| | |

SIAPA YANG MENERUSKAN PERJALANAN?

Tubuh manusia ini mirip mesin. Kata sebuah buku, ada masa-masa ausnya dan harus diganti. Pernah dengar ungkapan itu? Ya, tubuh kita ini seperti mesin canggih yang satu hari nanti akan berhenti, yang biasa kita sebut ‘mati’.

Hal ini semakin saya rasakan dalam satu tahun belakangan. Saya harus menjalani dua kali operasi dan satu kali cedera kaki yang membuat saya lebih banyak berdiam di rumah. Tubuh saya, dalam pandangan saya, sedang “direparasi”: satu operasi di hidung, satu lagi di pencernaan. Sebagian karena usia pakai, sebagian karena kelalaian, ketidakmaksimalan dalam menjaga apa yang Allah titipkan.

Perkara tubuh ini kemudian mengantarkan saya pada pertanyaan lain: jika tubuh ini – mesin ini -berhenti, siapa yang akan melanjutkan perjalanan? Pertanyaan yang satu tahun terakhir terasa lebih sering datang, diperkuat oleh kabar berpulang yang kian kerap saya baca di layar ponsel, di grup-grup WhatsApp.
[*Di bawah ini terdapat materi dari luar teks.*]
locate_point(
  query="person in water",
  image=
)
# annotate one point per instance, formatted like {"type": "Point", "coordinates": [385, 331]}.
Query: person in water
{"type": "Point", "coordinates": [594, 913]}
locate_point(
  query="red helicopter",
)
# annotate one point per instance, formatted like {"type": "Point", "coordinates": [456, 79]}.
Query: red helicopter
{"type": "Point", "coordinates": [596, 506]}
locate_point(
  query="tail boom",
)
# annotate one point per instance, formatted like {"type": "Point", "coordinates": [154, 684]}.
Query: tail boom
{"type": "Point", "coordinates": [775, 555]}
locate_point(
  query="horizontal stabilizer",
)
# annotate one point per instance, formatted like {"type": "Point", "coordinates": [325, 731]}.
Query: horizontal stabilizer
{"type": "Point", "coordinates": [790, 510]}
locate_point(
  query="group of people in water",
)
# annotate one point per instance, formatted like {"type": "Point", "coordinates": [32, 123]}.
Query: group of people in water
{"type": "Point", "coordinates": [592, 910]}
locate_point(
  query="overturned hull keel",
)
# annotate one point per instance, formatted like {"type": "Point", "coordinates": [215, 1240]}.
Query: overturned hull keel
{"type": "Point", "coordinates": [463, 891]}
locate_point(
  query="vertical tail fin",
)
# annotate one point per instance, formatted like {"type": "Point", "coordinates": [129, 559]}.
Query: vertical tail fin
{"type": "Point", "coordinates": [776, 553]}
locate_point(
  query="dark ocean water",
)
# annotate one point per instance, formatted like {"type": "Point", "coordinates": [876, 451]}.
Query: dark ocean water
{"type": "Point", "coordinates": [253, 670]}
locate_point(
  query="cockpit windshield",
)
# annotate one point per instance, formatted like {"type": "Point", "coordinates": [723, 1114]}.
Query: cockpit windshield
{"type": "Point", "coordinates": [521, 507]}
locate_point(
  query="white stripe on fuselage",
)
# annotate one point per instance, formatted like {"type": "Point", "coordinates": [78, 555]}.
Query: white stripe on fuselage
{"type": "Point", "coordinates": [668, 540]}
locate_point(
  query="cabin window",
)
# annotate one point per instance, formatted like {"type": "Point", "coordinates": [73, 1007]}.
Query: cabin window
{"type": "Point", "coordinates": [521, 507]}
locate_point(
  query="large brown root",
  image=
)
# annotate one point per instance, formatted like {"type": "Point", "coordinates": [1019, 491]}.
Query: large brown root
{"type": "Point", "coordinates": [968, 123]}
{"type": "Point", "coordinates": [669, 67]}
Ilmu psikologi mengajarkan bahwa manusia itu kompleks, tidak hanya sebatas fisik. Ada aspek psikologis: pikiran, motivasi, emosi, dan hal-hal lain yang tak kasat mata, namun dapat terlihat dalam perilaku. Saking kompleksnya, meskipun psikologi mencoba menguraikannya, tetap saja pepatah berlaku: “Dalam laut dapat diduga, dalam hati siapa tahu.” Manusia bisa saja mengatur perilakunya agar tampak sesuai dan diterima secara sosial, namun isi hati dan pikirannya bisa sangat berbeda.

Freud bahkan berbicara tentang ketidaksadaran (unconsciousness): bagian dari diri kita yang tertekan jauh di bawah sadar, yang sering kali baru muncul dalam bentuk gejala atau gangguan psikologis. Jung melangkah lebih jauh, menjelaskan tentang ketidaksadaran kolektif (collective unconscious) yang dialami banyak orang, berisi arketipe -citra Tuhan- yang menghubungkan kita dengan yang azali. Jejaknya tampak dalam mitologi, kepercayaan, dan dongeng-dongeng. Luar biasa, bukan?

Namun pertanyaannya, dengan segala kompleksitas ini, sejauh mana kita benar-benar mengenali diri sendiri? Kita sering berhenti di permukaan: tubuh, emosi, perilaku. Kita jarang menyelami ruang terdalam dari diri, jarang menggali yang tersimpan di ketidaksadaran, apalagi menjangkau sesuatu yang disebut jiwa – bagian agung yang menceritakan siapa kita sebenarnya, yang mungkin berbeda dengan diri kita hari ini.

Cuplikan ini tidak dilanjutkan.